ProxyHat Advantage: Pool Management Simplified
With ProxyHat's rotating residential proxy gateway, you do not need to manually manage a list of IPs. Every request through gate.proxyhat.com automatically receives a fresh IP from a pool of millions. This means:
- No manual IP list management
- Automatic rotation on every request (or sticky sessions when needed)

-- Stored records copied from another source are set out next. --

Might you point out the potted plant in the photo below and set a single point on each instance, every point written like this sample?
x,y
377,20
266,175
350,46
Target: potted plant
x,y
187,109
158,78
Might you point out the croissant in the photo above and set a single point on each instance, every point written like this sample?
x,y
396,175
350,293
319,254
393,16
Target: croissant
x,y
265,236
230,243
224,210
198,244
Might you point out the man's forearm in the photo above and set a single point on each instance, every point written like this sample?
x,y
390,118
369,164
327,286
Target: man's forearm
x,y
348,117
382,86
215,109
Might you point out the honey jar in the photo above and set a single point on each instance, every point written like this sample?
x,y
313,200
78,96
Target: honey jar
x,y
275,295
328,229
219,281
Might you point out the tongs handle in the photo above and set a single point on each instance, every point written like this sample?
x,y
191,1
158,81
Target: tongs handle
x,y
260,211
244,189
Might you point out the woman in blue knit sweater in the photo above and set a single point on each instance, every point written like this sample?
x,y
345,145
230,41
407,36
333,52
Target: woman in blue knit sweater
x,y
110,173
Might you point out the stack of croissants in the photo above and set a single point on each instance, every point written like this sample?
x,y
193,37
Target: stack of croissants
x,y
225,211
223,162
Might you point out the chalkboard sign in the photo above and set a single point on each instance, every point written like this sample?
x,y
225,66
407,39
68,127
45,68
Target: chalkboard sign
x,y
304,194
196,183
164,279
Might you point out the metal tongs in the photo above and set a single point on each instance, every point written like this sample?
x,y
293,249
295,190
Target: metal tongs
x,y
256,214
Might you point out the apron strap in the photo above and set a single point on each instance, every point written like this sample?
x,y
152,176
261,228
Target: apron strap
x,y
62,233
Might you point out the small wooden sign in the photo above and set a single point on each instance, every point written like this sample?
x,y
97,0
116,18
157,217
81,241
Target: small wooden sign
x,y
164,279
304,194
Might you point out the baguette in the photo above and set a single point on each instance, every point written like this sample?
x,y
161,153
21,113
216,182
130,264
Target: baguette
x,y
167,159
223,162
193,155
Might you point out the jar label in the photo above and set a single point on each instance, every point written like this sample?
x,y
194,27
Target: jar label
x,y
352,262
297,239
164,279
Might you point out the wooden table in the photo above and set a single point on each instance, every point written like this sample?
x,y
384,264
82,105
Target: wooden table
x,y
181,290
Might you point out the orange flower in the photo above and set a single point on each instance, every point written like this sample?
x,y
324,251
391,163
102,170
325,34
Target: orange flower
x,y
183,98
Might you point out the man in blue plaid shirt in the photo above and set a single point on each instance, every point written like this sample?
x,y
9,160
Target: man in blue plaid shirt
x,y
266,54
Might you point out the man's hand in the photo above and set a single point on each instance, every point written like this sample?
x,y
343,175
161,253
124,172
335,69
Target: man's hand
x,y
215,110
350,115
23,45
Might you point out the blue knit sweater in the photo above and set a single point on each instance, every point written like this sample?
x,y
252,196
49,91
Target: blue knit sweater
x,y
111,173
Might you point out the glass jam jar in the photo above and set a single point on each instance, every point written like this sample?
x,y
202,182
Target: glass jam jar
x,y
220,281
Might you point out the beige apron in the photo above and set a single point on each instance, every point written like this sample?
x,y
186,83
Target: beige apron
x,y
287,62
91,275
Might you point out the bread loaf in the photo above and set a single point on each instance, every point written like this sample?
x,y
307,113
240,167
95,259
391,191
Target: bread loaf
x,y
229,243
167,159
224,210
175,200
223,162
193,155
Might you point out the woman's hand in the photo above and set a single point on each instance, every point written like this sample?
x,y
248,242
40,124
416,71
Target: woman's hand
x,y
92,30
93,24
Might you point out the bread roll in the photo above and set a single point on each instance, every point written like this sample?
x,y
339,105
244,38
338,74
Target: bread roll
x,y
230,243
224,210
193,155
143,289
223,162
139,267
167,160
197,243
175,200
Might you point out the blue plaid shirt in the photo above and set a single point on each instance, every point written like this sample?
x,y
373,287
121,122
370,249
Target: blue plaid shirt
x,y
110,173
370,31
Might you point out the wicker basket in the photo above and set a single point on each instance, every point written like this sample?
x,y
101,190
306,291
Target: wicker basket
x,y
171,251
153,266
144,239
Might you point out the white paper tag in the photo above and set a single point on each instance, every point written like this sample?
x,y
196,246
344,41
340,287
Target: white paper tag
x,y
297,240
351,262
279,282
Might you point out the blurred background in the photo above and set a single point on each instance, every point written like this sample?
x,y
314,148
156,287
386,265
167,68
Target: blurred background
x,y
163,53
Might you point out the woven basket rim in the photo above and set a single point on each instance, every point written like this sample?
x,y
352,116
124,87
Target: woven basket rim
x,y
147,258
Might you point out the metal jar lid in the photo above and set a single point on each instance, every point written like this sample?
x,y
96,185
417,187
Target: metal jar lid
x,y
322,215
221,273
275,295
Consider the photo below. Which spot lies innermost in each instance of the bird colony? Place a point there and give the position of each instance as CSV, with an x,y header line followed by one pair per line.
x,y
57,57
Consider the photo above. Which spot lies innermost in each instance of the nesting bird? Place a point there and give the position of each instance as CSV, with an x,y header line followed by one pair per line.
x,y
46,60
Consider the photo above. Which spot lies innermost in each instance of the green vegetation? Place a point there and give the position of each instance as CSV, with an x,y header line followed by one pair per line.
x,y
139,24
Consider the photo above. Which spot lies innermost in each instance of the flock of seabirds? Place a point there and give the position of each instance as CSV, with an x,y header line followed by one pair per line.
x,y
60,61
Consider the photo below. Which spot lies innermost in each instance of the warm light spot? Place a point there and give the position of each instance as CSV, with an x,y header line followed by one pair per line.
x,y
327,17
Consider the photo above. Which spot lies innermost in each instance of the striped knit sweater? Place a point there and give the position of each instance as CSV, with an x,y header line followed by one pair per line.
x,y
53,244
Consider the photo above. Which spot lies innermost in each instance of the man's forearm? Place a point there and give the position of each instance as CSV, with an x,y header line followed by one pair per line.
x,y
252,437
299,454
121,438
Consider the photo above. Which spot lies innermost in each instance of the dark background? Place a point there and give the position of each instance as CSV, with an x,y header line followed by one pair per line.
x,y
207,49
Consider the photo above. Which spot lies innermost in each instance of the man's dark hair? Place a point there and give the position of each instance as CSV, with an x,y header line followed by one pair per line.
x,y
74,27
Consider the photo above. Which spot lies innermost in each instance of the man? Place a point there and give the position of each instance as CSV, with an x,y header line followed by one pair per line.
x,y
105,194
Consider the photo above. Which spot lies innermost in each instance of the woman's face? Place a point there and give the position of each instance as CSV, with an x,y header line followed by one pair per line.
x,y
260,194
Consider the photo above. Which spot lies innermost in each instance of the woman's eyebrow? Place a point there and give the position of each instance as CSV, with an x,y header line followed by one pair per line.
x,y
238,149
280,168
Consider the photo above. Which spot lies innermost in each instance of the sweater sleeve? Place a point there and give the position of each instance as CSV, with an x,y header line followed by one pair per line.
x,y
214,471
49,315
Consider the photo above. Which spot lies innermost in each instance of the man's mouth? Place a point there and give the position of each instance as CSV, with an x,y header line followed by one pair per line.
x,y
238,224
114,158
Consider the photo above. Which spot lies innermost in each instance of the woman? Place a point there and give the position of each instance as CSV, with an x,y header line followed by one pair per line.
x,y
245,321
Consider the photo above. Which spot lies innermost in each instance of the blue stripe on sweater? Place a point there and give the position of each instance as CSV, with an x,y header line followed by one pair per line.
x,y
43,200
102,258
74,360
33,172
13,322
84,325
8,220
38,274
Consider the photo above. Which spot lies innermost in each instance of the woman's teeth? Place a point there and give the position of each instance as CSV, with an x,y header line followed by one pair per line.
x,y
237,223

- Access to IPs in 190+ countries
- Pay for bandwidth used, not per-IP fees
Your "proxy count" effectively becomes your concurrency level — how many simultaneous connections you run through the gateway. Start with the formulas above, then let the adaptive sizing code fine-tune it in production.
For a complete walkthrough of scraping architecture with proxies, see our Complete Guide to Web Scraping Proxies. To learn about rotation strategies that complement your pool sizing, read How to Scrape Websites Without Getting Blocked.
Frequently Asked Questions
How many proxies do I need for small-scale scraping?
For small projects under 5,000 requests per day targeting moderately protected sites, 5-10 concurrent residential proxies are typically sufficient. With a rotating gateway like ProxyHat, you simply set your concurrency level to 5-10 and the system handles IP assignment.
Do I need more proxies for JavaScript-heavy sites?
Yes. Headless browser scraping is slower per request (2-10 seconds vs 0.5-1 second for HTML-only), which means each concurrent slot processes fewer requests. You may need 2-3x the concurrency to maintain the same throughput. See our guide on avoiding blocks for optimization tips.
Should I use residential or datacenter proxies?
For most scraping tasks, residential proxies offer higher success rates and require fewer concurrent connections. Datacenter proxies are cheaper per GB but get blocked faster, requiring a larger pool. Read our proxy type comparison for detailed guidance.
How does ProxyHat's rotating pool work?
Each request through ProxyHat's gateway (gate.proxyhat.com:8080) is automatically assigned a different residential IP. You do not manage individual IPs — you control concurrency and the system handles rotation. This is more efficient than maintaining a static IP list.